NAFLD is associated with multiple risk factors, including increased caloric intake, sedentary activity level, central body fat distribution, metabolic syndrome, type 2 diabetes, and obesity. Type 2 diabetes is most strongly associated with progression to advanced fibrosis with a greater than two-fold increased risk. Dyslipidemia / hypertriglyceridemia and hypertension are also associated with advanced fibrosis, although they are less strongly correlated. Older patients also have a higher prevalence of advanced fibrosis, indicating that prolonged exposure to metabolic dysfunction may increase risk of progression. Precision-based quantification of these predictors to further risk stratify patients would be useful in the management of NAFLD.

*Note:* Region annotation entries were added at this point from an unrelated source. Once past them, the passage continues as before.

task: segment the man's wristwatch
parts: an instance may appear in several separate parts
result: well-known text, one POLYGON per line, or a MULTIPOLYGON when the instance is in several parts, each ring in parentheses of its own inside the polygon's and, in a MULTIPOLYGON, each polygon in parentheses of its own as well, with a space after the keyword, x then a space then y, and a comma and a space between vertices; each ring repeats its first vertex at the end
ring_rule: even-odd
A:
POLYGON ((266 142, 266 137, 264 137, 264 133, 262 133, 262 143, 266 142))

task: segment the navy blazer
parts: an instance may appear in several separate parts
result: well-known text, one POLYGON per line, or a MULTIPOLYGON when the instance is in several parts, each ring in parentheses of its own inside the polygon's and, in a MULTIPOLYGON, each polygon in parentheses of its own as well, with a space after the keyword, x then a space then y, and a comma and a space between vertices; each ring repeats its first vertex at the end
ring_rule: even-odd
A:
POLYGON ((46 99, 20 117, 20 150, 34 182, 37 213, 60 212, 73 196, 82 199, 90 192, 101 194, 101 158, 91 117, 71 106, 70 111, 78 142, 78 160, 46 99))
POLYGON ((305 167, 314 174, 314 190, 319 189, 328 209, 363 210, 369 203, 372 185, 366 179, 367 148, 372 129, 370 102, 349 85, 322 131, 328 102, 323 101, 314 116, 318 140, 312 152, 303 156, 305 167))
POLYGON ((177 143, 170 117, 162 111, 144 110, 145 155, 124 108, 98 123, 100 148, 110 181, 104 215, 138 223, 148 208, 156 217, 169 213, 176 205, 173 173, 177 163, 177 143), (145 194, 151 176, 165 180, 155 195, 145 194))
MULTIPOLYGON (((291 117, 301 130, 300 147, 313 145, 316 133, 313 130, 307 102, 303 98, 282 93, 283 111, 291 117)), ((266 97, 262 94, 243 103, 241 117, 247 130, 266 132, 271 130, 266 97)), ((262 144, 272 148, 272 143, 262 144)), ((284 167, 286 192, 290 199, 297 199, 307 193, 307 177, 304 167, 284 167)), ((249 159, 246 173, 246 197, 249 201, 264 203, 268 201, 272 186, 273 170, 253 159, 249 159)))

There is a need for establishment of multidisciplinary care pathways to risk stratify and manage the burgeoning volume of patients with NAFLD, particularly focusing on patients at risk of progression and those with established advanced fibrosis / cirrhosis. This can be achieved through the utilization of (1) serum-based fibrosis biomarkers (e.g. APRI (AST to platelet ratio index), FIB4 (Fibrosis-4), NFS (NAFLD fibrosis score)) and (2) non-invasive elastography techniques (e.g. VCTE (vibration controlled transient elastography), SWE (shear wave elastography) and MRE (magnetic resonance elastography)). Furthermore, such pathway would facilitate a multi-pronged, personalized management plan developed in concert by hepatologists, endocrinologists, dietitians, physical therapists and psychologists. Sociodemographic, clinical, nutritional, physical function and pharmaceutical data obtained through these multidisciplinary encounters can be effectively leveraged for further scientific discovery and precision-based assessment of fibrosis, risk of fibrosis progression and decompensation, as well as assessment of multidisciplinary therapeutic interventions. Future research is warranted to elucidate the predictors of disease progression in NAFLD to develop and guide interventions while the disease is reversible. More research is needed to capture the diversity of the population with NAFLD and identify sociodemographic, clinical, nutritional, anthropometric, and microbiome-related risk factors associated with risk for NASH (Non-Alcoholic Steatohepatitis) progression. Phenotyping patients would lead to more accurate prognostication, facilitate better monitoring to prevent decompensation, and allow for development of precision-based, personalized management plans.